According to Apple, Jobs is going to be working a few days a week at the company's headquarters, and working from home the remainder of days.
In January, Jobs announced that he was suffering from a hormone imbalance, but not even two weeks later he admitted that his condition was more severe and that he would be taking a leave of absence until the end of June. We later learned that Jobs was actually in need of a liver transplant.
The transplant was done by the Methodist University Hospital Transplant Institute in Memphis, Tenn., which said that Jobs had indeed had a liver transplant, and was recovering nicely with a good prognosis.
Having Jobs back at work is definitely good news for Apple. Since assuming the lead role in 1997, Jobs has transformed Apple from a niche computer company into a major player in not only computers, but mobile music devices (the iPod) and cell phones (the iPhone).

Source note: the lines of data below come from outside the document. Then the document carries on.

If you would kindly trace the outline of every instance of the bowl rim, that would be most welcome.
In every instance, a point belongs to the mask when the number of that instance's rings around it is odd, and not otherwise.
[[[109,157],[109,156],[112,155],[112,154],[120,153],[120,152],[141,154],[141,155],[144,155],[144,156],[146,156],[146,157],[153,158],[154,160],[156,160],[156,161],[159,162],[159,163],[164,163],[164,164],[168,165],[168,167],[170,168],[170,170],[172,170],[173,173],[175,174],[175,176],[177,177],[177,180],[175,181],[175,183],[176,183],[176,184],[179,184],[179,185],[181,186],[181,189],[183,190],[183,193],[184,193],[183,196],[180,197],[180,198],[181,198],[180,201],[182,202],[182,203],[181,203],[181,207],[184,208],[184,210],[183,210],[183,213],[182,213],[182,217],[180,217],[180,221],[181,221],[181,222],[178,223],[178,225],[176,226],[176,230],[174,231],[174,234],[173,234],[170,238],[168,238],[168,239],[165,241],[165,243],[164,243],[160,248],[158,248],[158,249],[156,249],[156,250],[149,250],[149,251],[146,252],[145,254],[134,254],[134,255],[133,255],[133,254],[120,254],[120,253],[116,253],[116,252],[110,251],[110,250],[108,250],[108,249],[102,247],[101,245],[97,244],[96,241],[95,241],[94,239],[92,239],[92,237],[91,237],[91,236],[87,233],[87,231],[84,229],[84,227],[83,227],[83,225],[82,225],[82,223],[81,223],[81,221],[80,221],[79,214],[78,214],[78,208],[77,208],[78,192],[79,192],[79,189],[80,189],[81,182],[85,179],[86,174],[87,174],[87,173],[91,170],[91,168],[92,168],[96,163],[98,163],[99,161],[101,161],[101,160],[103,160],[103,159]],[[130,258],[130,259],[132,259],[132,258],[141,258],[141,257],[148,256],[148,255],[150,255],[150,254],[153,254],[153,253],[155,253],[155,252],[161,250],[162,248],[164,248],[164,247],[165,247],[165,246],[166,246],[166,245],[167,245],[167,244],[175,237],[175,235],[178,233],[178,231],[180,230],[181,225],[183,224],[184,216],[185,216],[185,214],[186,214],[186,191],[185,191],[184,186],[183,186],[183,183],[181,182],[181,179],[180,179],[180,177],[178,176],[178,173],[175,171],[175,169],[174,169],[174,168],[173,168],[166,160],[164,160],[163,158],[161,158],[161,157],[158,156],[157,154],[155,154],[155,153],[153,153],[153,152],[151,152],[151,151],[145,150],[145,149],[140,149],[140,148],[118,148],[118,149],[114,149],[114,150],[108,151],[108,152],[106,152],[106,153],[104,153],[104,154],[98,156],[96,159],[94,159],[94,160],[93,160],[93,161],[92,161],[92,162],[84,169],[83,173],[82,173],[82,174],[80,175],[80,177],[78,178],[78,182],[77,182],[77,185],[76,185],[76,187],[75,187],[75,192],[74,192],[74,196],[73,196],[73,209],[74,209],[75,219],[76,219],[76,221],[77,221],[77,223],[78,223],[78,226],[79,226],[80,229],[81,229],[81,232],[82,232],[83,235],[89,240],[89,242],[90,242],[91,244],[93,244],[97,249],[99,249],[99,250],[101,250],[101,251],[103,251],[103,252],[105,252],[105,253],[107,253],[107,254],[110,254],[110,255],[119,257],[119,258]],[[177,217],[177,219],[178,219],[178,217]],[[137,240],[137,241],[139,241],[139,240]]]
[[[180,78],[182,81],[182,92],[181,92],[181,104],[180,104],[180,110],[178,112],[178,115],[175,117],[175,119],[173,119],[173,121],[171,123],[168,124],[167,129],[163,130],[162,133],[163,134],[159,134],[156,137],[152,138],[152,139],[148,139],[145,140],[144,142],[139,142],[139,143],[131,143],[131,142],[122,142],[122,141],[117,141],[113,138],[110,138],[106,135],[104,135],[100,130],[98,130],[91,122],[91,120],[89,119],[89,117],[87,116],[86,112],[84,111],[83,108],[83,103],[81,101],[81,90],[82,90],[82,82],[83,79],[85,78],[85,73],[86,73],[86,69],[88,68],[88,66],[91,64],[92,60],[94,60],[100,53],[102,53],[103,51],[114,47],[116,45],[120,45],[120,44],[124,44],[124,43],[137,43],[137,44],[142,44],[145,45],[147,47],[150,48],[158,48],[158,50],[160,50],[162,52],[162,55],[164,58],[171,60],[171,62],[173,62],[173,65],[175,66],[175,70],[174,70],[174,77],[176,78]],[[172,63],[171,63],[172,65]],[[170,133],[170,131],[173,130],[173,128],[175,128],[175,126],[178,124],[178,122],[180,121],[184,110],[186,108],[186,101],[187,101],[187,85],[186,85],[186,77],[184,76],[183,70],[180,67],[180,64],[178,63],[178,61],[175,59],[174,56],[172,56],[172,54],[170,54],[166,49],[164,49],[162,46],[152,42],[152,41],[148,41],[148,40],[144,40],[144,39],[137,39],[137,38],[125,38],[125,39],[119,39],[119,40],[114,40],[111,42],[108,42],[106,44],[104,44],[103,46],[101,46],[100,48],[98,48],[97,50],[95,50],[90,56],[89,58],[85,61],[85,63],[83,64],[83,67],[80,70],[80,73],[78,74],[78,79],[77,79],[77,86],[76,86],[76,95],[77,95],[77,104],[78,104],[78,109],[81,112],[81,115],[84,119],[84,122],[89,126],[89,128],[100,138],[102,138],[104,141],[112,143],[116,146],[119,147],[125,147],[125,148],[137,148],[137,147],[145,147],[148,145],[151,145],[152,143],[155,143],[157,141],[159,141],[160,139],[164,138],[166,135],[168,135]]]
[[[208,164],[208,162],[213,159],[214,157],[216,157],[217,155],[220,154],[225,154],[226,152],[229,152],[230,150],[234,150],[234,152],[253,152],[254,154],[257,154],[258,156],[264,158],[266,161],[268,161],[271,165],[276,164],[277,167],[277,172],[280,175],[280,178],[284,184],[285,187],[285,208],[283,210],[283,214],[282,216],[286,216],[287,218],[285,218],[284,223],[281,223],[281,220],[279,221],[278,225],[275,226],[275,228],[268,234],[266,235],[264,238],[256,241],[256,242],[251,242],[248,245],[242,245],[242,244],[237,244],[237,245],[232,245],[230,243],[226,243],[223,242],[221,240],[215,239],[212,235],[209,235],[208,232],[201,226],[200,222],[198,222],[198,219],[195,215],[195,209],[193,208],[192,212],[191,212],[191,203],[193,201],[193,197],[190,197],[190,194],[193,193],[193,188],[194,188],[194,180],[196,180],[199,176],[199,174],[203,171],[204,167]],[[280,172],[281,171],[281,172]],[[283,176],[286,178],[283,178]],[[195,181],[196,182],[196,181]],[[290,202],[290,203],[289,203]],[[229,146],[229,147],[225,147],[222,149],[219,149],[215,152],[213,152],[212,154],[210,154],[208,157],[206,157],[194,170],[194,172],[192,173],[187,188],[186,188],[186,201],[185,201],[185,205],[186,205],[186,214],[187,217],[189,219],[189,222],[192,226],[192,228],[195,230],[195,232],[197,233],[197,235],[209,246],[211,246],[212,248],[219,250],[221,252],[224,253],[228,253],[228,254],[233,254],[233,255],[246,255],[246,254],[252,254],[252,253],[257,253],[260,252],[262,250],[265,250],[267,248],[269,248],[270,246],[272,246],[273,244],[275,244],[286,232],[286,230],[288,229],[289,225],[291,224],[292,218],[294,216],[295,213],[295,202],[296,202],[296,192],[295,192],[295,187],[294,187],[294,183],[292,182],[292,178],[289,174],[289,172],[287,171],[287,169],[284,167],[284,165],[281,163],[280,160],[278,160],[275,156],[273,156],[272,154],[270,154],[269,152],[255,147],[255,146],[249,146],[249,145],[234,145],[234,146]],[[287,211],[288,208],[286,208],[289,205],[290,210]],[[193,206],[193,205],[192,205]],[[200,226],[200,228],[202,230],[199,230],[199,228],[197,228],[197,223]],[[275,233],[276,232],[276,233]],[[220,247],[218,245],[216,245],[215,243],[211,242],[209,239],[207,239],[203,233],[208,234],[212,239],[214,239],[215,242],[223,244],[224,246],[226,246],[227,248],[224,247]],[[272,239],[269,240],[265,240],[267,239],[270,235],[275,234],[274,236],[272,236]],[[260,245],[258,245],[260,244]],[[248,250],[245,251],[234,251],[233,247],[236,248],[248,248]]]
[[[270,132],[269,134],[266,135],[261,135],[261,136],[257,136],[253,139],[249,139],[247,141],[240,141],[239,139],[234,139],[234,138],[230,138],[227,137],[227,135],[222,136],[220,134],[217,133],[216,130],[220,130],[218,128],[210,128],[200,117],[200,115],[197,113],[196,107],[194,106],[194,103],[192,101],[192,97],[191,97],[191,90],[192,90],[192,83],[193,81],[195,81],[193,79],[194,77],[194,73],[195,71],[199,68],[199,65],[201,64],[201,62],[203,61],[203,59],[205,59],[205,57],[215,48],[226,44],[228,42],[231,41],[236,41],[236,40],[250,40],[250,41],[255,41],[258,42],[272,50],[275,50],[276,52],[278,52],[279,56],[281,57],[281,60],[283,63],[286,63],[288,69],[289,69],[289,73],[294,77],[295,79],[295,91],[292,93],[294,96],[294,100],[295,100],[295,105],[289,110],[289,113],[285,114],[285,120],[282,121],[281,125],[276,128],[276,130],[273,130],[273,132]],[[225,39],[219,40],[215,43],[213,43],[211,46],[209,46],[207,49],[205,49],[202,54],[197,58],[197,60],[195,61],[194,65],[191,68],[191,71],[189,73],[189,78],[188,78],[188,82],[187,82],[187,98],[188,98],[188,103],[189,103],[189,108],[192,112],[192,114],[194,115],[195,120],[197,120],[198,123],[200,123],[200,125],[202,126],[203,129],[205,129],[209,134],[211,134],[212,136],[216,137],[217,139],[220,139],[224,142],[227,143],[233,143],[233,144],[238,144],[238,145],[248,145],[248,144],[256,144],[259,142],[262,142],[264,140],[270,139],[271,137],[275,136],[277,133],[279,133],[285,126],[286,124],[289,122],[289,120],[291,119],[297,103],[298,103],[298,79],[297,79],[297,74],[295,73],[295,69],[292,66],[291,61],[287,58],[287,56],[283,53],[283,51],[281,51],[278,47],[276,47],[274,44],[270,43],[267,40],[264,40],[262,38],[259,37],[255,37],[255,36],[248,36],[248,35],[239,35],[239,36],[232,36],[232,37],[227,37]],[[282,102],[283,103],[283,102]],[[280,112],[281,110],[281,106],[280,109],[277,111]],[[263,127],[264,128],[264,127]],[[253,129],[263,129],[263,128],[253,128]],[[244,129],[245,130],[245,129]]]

While Jobs has been on his medical leave, the company's COO Tim Cook has been running the company, and received high marks for the job he has done.
The most recent product launch, the iPhone 3G S, reportedly sold one million units on its first weekend alone.
What Jobs really brings to Apple is vision. While his return to the company will probably not change things too much for the company in the near term, it is his long term vision that is really vital for the company. With Jobs back at work, investor confidence in the company's three- to five-year road map should get a boost.